Skill Management: A prime example
AI is just as helpful in talent and skill matching as it is in the applications mentioned above. The key feature is that AI checks the extent to which the skills listed by applicants match the requirements of the job profile. The system displays the candidates with the best matches, but also shows which skills they still lack. This significantly speeds up the selection process and, in the best case, makes it more objective by compensating for and eliminating distortions caused by subjective perceptions.
What is slowing down AI
As clear as the advantages of AI are, so too are the concerns of companies regarding its widespread use in HR. We also notice these reservations in our discussions with customers. They include:
- Reservations due to data protection. Since HR processes personal data, data protection applies. To what extent is this guaranteed when using AI? What are the consequences of violations? These are questions that need to be answered, especially given the different approaches and regulations in Europe and the US.
- Reservations due to a lack of transparency. The frequent absence of clear control mechanisms in AI applications creates mistrust. This is also because the algorithms behind AI remain hidden. In addition, many people fear for their jobs as a result of the use of AI.
- Reservations due to a lack of skills. Not knowing also breeds mistrust. Surveys and studies show that AI is unfamiliar to the majority of the workforce. As a result, they do not know how to deal with it.
- Reservations due to insufficient data quality. The benefits of AI stand and fall with the quality of the underlying data. The better the data, the greater the advantages. This means that investing in AI applications only pays off if the data quality is right and distortions can be ruled out (see Skill Management and Recruiting).
- Reservations due to unclear costs. Many companies want to invest in AI applications. However, the costs are not tangible for many. A plausible cost-benefit analysis is difficult because the actual benefits only become apparent later.

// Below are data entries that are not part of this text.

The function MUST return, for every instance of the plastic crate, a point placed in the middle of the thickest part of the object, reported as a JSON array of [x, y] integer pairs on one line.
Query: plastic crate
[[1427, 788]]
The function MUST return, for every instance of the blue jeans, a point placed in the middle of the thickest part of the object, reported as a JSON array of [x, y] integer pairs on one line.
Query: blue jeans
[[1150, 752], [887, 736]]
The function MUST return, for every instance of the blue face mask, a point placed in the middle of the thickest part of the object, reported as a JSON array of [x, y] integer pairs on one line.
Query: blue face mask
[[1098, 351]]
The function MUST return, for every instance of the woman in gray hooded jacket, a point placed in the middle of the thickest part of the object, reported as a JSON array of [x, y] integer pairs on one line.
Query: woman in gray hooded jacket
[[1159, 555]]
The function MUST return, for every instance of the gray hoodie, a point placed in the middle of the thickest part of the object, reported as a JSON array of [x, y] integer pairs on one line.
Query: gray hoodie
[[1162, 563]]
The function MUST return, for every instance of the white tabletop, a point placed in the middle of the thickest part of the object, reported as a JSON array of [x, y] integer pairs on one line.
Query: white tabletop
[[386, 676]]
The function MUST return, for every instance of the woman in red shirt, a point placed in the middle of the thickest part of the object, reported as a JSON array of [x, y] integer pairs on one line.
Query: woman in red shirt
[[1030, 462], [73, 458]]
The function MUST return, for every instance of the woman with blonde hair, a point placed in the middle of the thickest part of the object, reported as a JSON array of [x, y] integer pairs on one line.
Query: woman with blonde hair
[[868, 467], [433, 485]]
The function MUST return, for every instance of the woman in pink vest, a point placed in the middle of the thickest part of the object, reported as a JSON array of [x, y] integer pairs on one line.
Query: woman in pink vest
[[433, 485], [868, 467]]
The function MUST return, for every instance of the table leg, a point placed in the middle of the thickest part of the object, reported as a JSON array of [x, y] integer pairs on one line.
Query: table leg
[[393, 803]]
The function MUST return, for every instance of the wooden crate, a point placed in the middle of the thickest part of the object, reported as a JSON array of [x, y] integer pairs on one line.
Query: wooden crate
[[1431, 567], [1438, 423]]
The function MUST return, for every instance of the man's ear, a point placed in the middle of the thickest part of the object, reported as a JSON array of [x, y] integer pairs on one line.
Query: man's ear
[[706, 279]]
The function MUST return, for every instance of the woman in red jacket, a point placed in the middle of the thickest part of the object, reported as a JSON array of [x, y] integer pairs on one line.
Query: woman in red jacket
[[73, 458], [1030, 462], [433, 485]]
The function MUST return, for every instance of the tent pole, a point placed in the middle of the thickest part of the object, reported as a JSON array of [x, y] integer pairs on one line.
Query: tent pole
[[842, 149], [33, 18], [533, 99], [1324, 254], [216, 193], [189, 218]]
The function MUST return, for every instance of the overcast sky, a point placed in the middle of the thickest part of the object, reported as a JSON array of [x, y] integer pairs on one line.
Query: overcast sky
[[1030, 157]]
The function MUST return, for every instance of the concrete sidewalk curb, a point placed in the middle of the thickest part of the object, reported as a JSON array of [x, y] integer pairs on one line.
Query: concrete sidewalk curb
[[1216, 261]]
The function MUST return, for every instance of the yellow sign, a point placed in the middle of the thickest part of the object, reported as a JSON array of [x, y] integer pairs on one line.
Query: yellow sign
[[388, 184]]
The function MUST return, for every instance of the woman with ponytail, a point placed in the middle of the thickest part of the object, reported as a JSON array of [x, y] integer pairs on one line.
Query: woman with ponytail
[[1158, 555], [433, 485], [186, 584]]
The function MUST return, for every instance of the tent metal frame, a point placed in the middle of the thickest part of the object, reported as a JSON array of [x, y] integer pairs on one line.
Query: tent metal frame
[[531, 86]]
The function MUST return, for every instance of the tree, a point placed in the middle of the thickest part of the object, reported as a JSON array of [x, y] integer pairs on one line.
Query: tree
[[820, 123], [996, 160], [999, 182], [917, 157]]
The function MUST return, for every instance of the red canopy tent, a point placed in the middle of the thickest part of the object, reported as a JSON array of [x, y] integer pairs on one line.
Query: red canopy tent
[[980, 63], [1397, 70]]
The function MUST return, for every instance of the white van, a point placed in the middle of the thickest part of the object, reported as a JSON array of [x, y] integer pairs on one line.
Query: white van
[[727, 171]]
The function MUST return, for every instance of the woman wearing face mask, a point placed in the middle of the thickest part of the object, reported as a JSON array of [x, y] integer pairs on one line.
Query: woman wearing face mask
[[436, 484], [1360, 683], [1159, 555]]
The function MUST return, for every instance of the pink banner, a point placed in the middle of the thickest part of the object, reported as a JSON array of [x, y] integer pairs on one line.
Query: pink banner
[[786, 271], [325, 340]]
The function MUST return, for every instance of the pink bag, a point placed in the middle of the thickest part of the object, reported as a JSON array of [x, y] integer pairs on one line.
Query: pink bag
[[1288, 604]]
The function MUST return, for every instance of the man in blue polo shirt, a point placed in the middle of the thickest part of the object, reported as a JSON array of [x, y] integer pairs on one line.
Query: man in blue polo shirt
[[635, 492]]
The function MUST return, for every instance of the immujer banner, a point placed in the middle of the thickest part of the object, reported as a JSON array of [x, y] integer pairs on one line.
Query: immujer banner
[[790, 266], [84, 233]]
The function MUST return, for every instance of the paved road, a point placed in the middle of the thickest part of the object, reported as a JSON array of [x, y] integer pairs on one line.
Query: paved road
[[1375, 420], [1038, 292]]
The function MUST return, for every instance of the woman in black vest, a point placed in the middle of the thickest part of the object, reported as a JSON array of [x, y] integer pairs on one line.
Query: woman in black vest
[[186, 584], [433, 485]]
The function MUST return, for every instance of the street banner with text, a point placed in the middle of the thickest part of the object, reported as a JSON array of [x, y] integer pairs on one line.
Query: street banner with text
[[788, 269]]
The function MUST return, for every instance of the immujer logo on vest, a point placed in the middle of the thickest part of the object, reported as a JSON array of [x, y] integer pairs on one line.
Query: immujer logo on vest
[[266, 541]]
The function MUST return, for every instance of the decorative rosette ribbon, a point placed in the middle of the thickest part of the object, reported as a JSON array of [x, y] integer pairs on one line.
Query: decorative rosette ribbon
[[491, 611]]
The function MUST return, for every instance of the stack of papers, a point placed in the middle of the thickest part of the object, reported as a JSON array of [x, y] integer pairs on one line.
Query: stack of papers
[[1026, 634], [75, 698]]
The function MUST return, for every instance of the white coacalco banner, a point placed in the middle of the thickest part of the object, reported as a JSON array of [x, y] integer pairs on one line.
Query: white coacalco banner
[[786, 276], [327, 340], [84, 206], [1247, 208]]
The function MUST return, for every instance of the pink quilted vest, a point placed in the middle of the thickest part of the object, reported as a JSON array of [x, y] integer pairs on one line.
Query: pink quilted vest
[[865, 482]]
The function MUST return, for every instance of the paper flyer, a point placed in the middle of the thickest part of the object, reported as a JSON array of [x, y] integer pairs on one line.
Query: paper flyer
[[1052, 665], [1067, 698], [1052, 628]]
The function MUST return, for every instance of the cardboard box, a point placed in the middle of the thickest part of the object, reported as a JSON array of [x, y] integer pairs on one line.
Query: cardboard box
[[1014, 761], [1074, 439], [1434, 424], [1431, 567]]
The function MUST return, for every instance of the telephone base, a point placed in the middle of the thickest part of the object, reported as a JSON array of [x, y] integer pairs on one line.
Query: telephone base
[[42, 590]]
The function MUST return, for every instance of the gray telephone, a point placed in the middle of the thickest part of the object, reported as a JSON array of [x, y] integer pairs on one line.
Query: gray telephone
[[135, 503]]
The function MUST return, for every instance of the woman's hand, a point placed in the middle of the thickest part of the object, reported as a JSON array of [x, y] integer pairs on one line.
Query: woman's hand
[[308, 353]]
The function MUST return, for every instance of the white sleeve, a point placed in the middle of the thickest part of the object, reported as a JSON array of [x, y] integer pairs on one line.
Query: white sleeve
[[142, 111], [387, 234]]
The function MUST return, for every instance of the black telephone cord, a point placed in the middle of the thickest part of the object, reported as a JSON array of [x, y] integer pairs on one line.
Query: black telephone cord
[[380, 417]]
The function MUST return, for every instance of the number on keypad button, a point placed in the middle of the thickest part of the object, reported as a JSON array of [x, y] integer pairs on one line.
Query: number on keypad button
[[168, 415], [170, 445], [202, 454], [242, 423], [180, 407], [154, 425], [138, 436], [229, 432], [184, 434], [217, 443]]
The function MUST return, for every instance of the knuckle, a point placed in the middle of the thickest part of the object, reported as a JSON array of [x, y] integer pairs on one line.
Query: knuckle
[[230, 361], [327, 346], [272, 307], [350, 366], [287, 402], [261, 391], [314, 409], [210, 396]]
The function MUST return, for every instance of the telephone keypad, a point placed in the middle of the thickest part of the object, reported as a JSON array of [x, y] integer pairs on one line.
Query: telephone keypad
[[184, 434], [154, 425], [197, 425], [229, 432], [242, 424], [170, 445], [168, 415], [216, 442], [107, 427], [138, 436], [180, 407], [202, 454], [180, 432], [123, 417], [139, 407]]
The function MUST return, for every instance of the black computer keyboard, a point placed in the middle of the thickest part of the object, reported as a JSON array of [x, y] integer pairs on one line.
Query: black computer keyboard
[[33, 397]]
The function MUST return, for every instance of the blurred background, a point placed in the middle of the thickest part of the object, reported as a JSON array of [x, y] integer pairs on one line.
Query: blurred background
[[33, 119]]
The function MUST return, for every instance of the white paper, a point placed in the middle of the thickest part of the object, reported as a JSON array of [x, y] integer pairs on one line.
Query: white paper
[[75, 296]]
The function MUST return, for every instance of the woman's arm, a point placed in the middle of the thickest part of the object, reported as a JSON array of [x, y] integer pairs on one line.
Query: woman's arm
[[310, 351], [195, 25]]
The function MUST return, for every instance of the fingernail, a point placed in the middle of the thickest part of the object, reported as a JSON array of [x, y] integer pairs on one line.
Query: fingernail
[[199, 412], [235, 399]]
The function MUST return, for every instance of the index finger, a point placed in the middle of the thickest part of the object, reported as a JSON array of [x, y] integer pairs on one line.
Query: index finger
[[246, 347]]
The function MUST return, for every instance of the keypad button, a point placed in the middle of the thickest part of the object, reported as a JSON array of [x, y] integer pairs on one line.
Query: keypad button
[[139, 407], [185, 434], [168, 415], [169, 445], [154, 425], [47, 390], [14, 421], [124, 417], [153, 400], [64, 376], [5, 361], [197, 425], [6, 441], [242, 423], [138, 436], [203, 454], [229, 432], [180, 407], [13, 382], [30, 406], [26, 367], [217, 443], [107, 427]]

Sebastian Krebs, Managing Consultant
The hype surrounding AI has given way to a development that will also bring about lasting change in HR. Companies should act now.
Develop a strategy
The order of the day is to act, set clear goals, and create a roadmap. But which measures should be prioritized? And what are the long-term goals? We recommend that companies start with tried-and-tested AI applications. These include, for example, AI-supported job advertisement creation and automated resume analysis, known as CV screening.
Such applications deliver rapid added value, which in turn helps to build acceptance and trust. This effect can be further enhanced by communicating the introduction of the software modules honestly and transparently and involving key stakeholders in the process.
As a basis for further AI expansion, data quality must be right and clear AI governance must be established. A central component of this is ethical guidelines that answer questions such as: Which decisions can be made by AI in the company? How is the necessary objectivity ensured? Etc. At the same time, it is important to establish training programs to make HR fit for AI. This will open up completely new perspectives for HR, resulting in better HR processes and associated new tasks, roles, and structures. Now is the time to get started.